LOS ANGELES, Calif. (Ivanhoe Newswire) – Lauren Polly was diagnosed with bipolar disorder when she was 14. After her parents found a suicide note she’d written.
She took large amounts of pills to control the manias and depression, but some of them had horrible side effects. It took years, but with the help of doctors and self-empowerment skills, she is living a productive, drug-free life.
Now she wants to share those skills to help others.
“It just seemed like the outside noise started to become so loud that it felt like it was coming from inside of me.” Polly explained.
Those days are a lifetime ago for 37-year-old Lauren Polly. Years ago, she traded psychiatric meds for holistic treatment. As she mastered techniques to take care of herself, her doctors gradually eliminated drugs.

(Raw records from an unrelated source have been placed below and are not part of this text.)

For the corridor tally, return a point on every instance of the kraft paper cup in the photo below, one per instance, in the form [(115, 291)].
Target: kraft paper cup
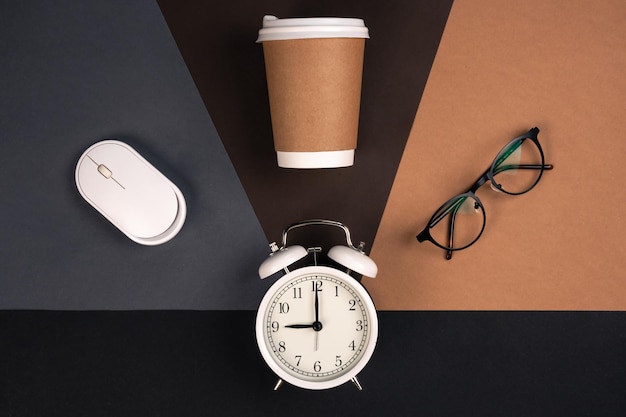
[(314, 70)]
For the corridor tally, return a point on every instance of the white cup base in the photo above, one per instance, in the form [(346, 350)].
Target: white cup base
[(322, 159)]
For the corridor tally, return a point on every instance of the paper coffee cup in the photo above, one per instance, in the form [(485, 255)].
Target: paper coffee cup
[(314, 70)]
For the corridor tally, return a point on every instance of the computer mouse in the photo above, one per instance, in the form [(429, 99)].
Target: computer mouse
[(130, 192)]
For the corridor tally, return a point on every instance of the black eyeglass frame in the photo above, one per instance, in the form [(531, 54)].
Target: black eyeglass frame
[(456, 202)]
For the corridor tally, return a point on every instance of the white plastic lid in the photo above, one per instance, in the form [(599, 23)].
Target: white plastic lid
[(321, 159), (275, 29)]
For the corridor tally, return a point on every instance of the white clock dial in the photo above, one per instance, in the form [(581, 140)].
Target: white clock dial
[(317, 327)]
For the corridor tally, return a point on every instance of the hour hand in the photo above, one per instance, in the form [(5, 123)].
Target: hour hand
[(300, 326)]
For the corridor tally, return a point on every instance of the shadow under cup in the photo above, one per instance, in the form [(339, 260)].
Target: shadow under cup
[(314, 70)]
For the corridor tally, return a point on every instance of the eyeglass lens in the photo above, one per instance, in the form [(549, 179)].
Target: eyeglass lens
[(458, 223), (518, 166)]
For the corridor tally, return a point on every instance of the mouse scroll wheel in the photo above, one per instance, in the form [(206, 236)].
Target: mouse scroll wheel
[(106, 172)]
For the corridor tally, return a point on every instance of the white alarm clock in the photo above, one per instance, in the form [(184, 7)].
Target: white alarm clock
[(317, 326)]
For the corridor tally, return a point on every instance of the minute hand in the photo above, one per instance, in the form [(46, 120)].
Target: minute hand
[(300, 326)]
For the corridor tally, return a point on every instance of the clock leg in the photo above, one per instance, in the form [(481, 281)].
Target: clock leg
[(279, 384), (356, 383)]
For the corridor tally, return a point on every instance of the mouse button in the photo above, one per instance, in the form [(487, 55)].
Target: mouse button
[(93, 186)]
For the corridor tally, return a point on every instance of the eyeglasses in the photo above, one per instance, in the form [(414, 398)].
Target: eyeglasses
[(517, 168)]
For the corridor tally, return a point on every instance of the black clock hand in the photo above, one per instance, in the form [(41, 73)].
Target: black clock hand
[(317, 308), (300, 326)]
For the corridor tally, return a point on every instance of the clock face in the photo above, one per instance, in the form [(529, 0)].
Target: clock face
[(316, 327)]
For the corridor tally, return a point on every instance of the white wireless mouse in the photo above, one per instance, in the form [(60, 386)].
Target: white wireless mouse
[(130, 192)]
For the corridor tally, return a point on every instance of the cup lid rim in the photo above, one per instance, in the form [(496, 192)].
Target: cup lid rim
[(311, 27)]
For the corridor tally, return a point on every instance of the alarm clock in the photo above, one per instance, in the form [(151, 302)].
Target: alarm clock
[(317, 327)]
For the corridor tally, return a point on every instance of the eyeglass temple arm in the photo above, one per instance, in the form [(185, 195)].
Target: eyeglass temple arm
[(451, 233), (503, 168)]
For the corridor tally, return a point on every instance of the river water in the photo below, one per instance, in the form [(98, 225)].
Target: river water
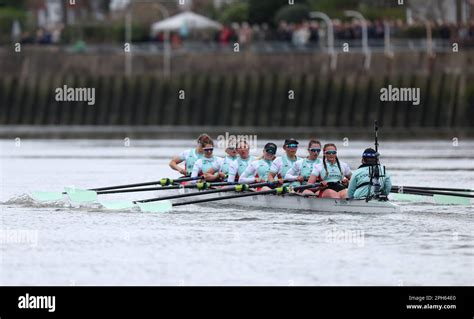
[(62, 244)]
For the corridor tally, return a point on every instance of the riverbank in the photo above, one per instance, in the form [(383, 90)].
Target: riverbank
[(190, 132)]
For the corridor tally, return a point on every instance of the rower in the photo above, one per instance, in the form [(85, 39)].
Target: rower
[(208, 161), (224, 166), (190, 156), (301, 171), (370, 180), (241, 163), (333, 174), (258, 170), (282, 164)]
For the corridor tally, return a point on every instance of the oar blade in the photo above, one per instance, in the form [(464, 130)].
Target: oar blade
[(47, 196), (451, 200), (407, 197), (81, 195), (156, 207), (117, 205)]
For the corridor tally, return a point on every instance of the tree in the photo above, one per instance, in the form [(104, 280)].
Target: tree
[(263, 11), (236, 12)]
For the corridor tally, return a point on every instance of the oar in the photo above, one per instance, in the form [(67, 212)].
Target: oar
[(153, 205), (446, 198), (437, 189), (87, 196), (159, 207), (89, 193), (167, 206)]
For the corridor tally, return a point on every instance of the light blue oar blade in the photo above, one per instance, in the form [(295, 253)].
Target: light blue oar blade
[(407, 197), (157, 207), (118, 205), (47, 196), (80, 195), (451, 200)]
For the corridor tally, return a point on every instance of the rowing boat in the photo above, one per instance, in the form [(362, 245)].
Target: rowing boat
[(310, 204)]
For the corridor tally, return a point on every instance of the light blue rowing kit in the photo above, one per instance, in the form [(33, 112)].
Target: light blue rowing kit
[(360, 186), (259, 168), (204, 164), (190, 157), (228, 162), (281, 165), (302, 167), (238, 167), (333, 173)]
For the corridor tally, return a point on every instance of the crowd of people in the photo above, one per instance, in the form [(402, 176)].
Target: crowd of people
[(310, 32), (311, 175)]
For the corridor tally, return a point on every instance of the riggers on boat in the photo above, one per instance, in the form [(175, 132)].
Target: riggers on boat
[(293, 201)]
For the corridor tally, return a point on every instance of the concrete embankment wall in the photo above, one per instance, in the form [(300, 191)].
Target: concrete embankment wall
[(208, 97)]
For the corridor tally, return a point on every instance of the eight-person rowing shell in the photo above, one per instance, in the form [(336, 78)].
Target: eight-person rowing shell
[(370, 180)]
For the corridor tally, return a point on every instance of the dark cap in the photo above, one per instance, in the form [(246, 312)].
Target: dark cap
[(270, 148), (370, 153), (291, 141)]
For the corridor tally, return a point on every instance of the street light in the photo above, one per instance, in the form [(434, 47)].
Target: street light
[(365, 41), (327, 20), (387, 44), (128, 38)]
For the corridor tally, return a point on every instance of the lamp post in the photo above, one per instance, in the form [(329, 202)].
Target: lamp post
[(365, 37), (327, 20), (166, 41)]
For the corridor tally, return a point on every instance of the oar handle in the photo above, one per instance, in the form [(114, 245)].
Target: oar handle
[(236, 188), (428, 192), (277, 191), (435, 188)]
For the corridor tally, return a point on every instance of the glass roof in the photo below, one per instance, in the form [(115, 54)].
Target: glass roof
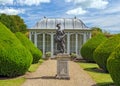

Polly said “Being able to actually have life tools and skills to be able to handle the ups and downs and really be present and accountable for what you’re doing. That’s the key.”
Polly said it wasn’t easy and is still a daily commitment. She wrote The Other Side of Bipolar to share her lessons with others. Number one is the hardest: stop judging yourself.
“We live in a world with judgement. So being able to come out of “there’s something wrong with me I need to fix” will actually start to give you a lot of space in your own world,” explained Polly.
Second, add positive things to your life.
“If you’re only trying to fix one thing and not using your energy to add things and really develop all of you, you come up short, and that leads to a sense to a lot of sense of dissatisfaction.” Polly shared.
She takes bars sessions, where a facilitator clears “bad energy.”
Gabrielle Vena, a Life Coach and Facilitator for Access Consciousness, said “There’s a set of 32 points on the head that when lightly touched will dissipate and release stuff that’s stored up that may not belong to you.”
Third, include your body in your plan with a good diet and exercise.
“It changed my self-esteem, my confidence there’s just a lot of wealth that can come when you’re working your body in a positive way.” Polly told Ivanhoe.
Polly works every day to move beyond her diagnosis. Polly stresses that she learned life skills with professional help before eliminating any of her meds and worked with a doctor the whole time. Now, she works as a life coach, helping people to empower themselves.